"But, by our father Zeus, and by Apollo--"

"Yes, I understand thy indignation and I share it; but every position has its duties, and as a king of a people who venerate tradition as the highest divinity, I must submit, at least in the main, to the ceremonies handed down through thousands of years. Were I to burst these fetters, I know positively that at my death my body would remain unburied; for, know that the priests sit in judgment over every corpse, and deprive the condemned of rest, even in the grave."

[This well-known custom among the ancient Egyptians is confirmed, not only by many Greek narrators, but by the laboriously erased inscriptions discovered in the chambers of some tombs.] "Why care about the grave?" cried Croesus, becoming angry. "We live for life, not for death!"

"Say rather," answered Amasis rising from his seat, "we, with our Greek minds, believe a beautiful life to be the highest good. But Croesus, I was begotten and nursed by Egyptian parents, nourished on Egyptian food, and though I have accepted much that is Greek, am still, in my innermost being, an Egyptian. What has been sung to us in our childhood, and praised as sacred in our youth, lingers on in the heart until the day which sees us embalmed as mummies. I am an old man and have but a short span yet to run, before I reach the landmark which separates us from that farther country.
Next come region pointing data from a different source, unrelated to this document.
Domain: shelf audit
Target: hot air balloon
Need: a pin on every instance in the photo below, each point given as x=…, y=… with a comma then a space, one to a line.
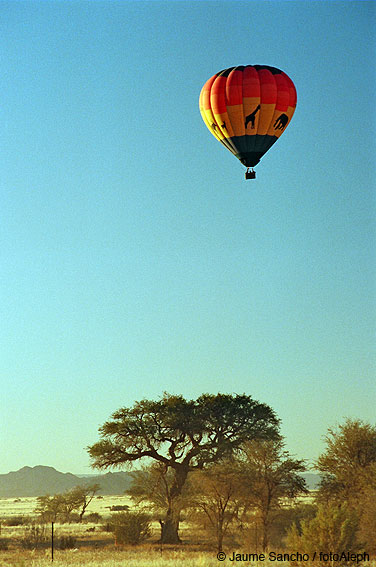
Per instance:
x=247, y=108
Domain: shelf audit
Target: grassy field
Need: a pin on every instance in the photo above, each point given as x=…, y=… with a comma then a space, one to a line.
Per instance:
x=95, y=547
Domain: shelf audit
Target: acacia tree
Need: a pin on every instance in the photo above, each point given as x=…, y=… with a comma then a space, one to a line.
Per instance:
x=184, y=435
x=271, y=476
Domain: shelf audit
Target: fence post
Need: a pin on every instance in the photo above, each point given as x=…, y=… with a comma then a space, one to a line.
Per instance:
x=52, y=541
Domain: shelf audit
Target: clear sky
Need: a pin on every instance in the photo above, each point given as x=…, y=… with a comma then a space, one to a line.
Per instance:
x=135, y=258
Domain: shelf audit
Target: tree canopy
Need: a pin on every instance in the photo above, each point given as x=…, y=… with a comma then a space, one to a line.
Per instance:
x=184, y=435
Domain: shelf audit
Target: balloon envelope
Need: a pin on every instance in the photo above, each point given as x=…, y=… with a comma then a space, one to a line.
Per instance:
x=248, y=108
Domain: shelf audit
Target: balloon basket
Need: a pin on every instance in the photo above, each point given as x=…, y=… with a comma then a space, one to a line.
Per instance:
x=250, y=174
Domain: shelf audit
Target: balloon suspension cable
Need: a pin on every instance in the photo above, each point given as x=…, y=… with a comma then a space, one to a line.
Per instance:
x=250, y=174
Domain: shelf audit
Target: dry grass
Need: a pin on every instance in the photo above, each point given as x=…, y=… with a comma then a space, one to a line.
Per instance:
x=112, y=557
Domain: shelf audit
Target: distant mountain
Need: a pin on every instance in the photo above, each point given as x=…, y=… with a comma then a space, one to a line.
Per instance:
x=41, y=480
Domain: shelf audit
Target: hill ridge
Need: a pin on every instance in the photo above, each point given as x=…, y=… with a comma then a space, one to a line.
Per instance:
x=42, y=479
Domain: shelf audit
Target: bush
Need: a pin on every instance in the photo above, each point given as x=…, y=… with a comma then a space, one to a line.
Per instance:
x=130, y=527
x=92, y=518
x=14, y=521
x=333, y=528
x=34, y=537
x=67, y=542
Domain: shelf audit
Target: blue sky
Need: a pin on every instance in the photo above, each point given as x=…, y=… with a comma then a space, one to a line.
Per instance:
x=135, y=259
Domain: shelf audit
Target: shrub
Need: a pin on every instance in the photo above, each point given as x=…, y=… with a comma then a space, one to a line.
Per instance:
x=14, y=521
x=67, y=542
x=93, y=518
x=130, y=527
x=34, y=537
x=119, y=508
x=333, y=527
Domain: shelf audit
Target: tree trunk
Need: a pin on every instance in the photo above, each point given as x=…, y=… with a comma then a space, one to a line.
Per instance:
x=220, y=535
x=170, y=526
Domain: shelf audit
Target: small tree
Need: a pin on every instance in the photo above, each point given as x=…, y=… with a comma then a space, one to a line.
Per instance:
x=50, y=507
x=272, y=476
x=217, y=495
x=80, y=497
x=130, y=527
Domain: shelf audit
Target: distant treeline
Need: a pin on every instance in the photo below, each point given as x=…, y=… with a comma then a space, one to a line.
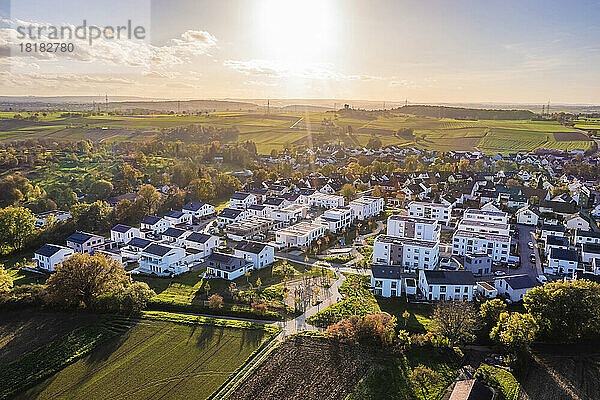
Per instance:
x=464, y=113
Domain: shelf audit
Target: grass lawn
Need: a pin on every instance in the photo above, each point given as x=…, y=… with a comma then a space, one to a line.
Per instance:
x=420, y=314
x=392, y=380
x=358, y=300
x=158, y=358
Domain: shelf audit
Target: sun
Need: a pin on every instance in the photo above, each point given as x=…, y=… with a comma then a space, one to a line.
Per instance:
x=296, y=31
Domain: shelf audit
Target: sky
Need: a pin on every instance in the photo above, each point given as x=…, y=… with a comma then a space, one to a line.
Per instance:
x=422, y=51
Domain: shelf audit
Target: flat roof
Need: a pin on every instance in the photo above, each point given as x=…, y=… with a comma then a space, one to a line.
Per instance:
x=405, y=241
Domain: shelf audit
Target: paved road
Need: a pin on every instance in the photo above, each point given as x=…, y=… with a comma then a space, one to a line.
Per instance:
x=527, y=267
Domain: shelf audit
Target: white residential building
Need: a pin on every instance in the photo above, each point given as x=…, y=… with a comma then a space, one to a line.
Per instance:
x=413, y=227
x=447, y=285
x=299, y=235
x=226, y=266
x=230, y=215
x=290, y=214
x=175, y=236
x=562, y=262
x=527, y=216
x=161, y=259
x=390, y=281
x=241, y=200
x=495, y=246
x=408, y=253
x=201, y=244
x=178, y=218
x=336, y=219
x=366, y=207
x=322, y=200
x=85, y=243
x=260, y=255
x=582, y=236
x=123, y=233
x=439, y=212
x=514, y=286
x=589, y=251
x=198, y=209
x=49, y=256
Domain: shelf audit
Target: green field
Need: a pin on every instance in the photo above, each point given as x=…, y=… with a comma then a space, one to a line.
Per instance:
x=156, y=359
x=278, y=131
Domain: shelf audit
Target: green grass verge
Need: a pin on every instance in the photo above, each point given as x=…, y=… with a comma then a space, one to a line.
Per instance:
x=358, y=300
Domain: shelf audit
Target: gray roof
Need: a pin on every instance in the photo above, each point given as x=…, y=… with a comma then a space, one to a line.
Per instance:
x=194, y=205
x=80, y=237
x=562, y=254
x=251, y=247
x=121, y=228
x=157, y=249
x=49, y=250
x=440, y=277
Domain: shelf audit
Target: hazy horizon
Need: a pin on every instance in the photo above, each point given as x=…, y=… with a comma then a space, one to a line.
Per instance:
x=465, y=52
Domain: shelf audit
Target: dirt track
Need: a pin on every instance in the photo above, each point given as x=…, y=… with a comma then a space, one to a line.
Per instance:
x=308, y=368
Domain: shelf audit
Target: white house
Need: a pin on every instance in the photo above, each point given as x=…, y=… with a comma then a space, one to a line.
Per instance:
x=258, y=254
x=387, y=281
x=322, y=200
x=447, y=285
x=514, y=286
x=85, y=243
x=589, y=251
x=154, y=225
x=560, y=242
x=408, y=253
x=561, y=261
x=161, y=259
x=178, y=218
x=241, y=200
x=496, y=246
x=49, y=256
x=413, y=227
x=226, y=266
x=301, y=234
x=124, y=233
x=528, y=216
x=175, y=236
x=582, y=236
x=440, y=212
x=201, y=243
x=366, y=207
x=230, y=215
x=132, y=250
x=198, y=209
x=577, y=221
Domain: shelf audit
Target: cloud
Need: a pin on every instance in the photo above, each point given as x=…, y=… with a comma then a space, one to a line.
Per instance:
x=276, y=70
x=114, y=52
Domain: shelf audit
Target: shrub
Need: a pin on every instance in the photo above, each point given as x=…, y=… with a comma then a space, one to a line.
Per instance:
x=215, y=301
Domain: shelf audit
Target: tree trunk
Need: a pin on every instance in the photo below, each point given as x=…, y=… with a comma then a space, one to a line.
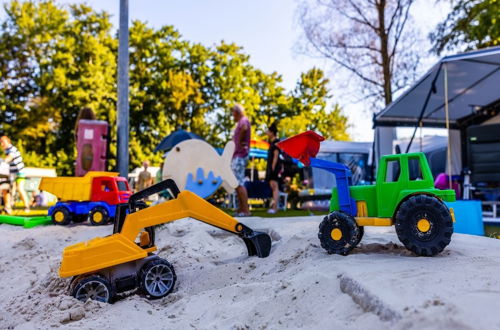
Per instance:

For the sake of life's few remaining days, shall I willingly mar Death's thousands of years? No, my friend, in this point at least I have remained an Egyptian, in believing, like the rest of my countrymen, that the happiness of a future life in the kingdom of Osiris, depends on the preservation of my body, the habitation of the soul.

[Each human soul was considered as a part of the world-soul Osiris, was united to him after the death of the body, and thenceforth took the name of Osiris. The Egyptian Cosmos consisted of the three great realms, the Heavens, the Earth and the Depths. Over the vast ocean which girdles the vault of heaven, the sun moves in a boat or car drawn by the planets and fixed stars. On this ocean too the great constellations circle in their ships, and there is the kingdom of the blissful gods, who sit enthroned above this heavenly ocean under a canopy of stars. The mouth of this great stream is in the East, where the sun-god rises from the mists and is born again as a child every morning. The surface of the earth is inhabited by human beings having a share in the three great cosmic kingdoms. They receive their soul from the heights of heaven, the seat and source of light; their material body is of the earth; and the appearance or outward form by which one human being is distinguished from another at sight--his phantom or shadow--belongs to the depths. At death, soul, body, and shadow separate from one another.